Darauf kann die Stadt stolz sein, denn bereits zu Beginn des 20. Jahrhunderts entwickelte sich Ardino zu einer der wichtigsten Tabakstädte in der Region Xanthi. Es gab zunächst zwei große Lagerhäuser, in denen Tabak verarbeitet wurde. Nach 1944 wurde eine große Fabrik gebaut. „In der Museumssammlung gibt es Belege dafür, dass die Region Ardino im Hinblick auf die Tabakproduktion zum Spitzenreiter im GebietKardschali aufstieg“, erzählt Taner Tschobanow, Kurator am Stadtmuseum von Ardino.
„Der Tabakanbau war wie Sklavenarbeit. Die Bauern standen im dunklen Morgengrauen auf, um auf die Felder zu gehen und die Tabakblätter zu pflücken. Als die Sonne sehr stark zu brennen begann, gingen sie nach Hause, aber nicht, um sich auszuruhen, sondern um die Tabakblätter zum Trocknen an langen Schnüren aufzuhängen. Ihre Finger wurden so schwarz vom Teer, dass sie nicht mehr gewaschen werden konnten. Vor zehn Jahren gab es keine Familie, die nicht Tabak anbaute. Der Tabak wurde von Einheimischen, die in Tabaklagern in Xanthi arbeiteten, nach Bulgarien gebracht.
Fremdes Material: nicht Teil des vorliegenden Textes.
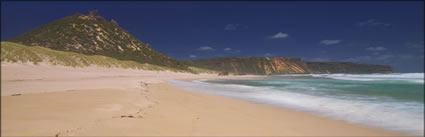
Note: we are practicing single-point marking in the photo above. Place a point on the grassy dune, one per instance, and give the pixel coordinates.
(14, 52)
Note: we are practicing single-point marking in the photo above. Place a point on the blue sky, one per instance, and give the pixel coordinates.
(390, 33)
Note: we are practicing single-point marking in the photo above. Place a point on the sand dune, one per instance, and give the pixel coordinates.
(92, 101)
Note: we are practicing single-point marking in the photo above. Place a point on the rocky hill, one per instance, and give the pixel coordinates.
(253, 65)
(92, 34)
(284, 65)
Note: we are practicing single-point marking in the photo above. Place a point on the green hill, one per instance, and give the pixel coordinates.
(14, 52)
(93, 35)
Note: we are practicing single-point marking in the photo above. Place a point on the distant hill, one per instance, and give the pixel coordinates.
(253, 65)
(284, 65)
(94, 35)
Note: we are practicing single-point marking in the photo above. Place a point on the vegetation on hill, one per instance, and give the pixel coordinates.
(93, 35)
(14, 52)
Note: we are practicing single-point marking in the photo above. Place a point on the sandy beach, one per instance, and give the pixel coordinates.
(48, 100)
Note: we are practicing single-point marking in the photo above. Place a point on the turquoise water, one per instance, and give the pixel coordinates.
(391, 101)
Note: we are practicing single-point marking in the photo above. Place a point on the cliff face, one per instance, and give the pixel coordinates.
(91, 34)
(347, 67)
(253, 65)
(284, 65)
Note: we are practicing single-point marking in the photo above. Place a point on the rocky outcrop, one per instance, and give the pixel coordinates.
(253, 65)
(283, 65)
(92, 34)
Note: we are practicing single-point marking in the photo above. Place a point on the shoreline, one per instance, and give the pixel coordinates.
(143, 103)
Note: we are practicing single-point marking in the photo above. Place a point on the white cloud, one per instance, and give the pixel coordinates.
(280, 35)
(405, 56)
(330, 42)
(415, 45)
(193, 56)
(384, 57)
(268, 54)
(358, 59)
(205, 48)
(231, 27)
(373, 22)
(379, 48)
(320, 59)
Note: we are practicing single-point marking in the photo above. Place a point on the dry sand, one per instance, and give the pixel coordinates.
(57, 100)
Sie brachten die Tabaksamen heimlich in ihre Heimat, denn zu Beginn des 19. Jahrhunderts war es im Osmanischen Reich Muslimen verboten, Tabak anzubauen“, erzählt Taner Tschobanow.
Die Bedingungen für den Anbau in Bulgarien erweisen sich als sehr günstig, obwohl die Felder klein und fragmentiert sind, aber der Boden ist äußerst geeignet für den Tabakanbau und aus diesem Grund wurden großen Mengen angebaut, hauptsächlich orientalische Sorten, in jüngerer Zeit auch die Sorte Krumowgrad.
Die ersten Informationen über den Tabakanbau in Ardino stammen aus dem Jahr 1847. Damals hieß die Siedlung Egri Dere. In dieser Zeit reiste der Franzose Auguste Viquesnel durch diese Territorien und hinterließ die erste detaillierte Beschreibung der Rhodopen. Sein Reisebericht endete mit einer Information an den Generaldirektor der Tabakindustrie in Paris, in der die Tabaksorte erwähnt wird, die damals in Ardino angebaut wurde.
Eine so reiche Geschichte passt nicht in eine kleine Ecke des Stadtmuseums von Ardino und so wurde auf Vorschlag der Gemeinde die gesamte zweite Etage, die zuvor als Lager genutzt wurde, dem Tabakmuseum zugewiesen.
„Bevor wir das Museum gründeten, besuchten wir während der Recherche mehrere Dörfer rund um Krumowgrad, in denen noch immer Tabak angebaut wird und auch Dörfer in unserer Nähe, in denen diese Kultur früher angebaut wurde“, erzähltTaner Tschobanow.
„Wir haben dafür gesorgt, dass der Besucher beim Betreten des Museums den gesamten Weg des Tabaks nachverfolgen kann – angefangen bei der Vorbereitung der Felder – das Pflügen, Vorbereiten der Setzlinge, das Jäten, danach die Aussaat der Setzlinge, das Graben, Pflücken und Trocknen des Tabaks, das Pressen in Ballen und der Verkauf der Produktion aus den Tabaklagern. So entstand die Dauerausstellung zum Thema „Tabakproduktion in Ardino“. Schon als die ersten Nachrichten über das Museum von den Medien verbreitet wurden, erreichten uns zahlreiche Anrufe, die meisten von ihnen von Tabakforschern in unserem Land und Produzenten. Alle waren sehr hilfsbereit. Deshalb hoffe ich, dass das Tabakmuseum in Ardino in nur ein bis zwei Jahren zu einer der attraktivsten Museumssammlungen in Bulgarien wird“, sagte abschließend der Kurator der Ausstellung.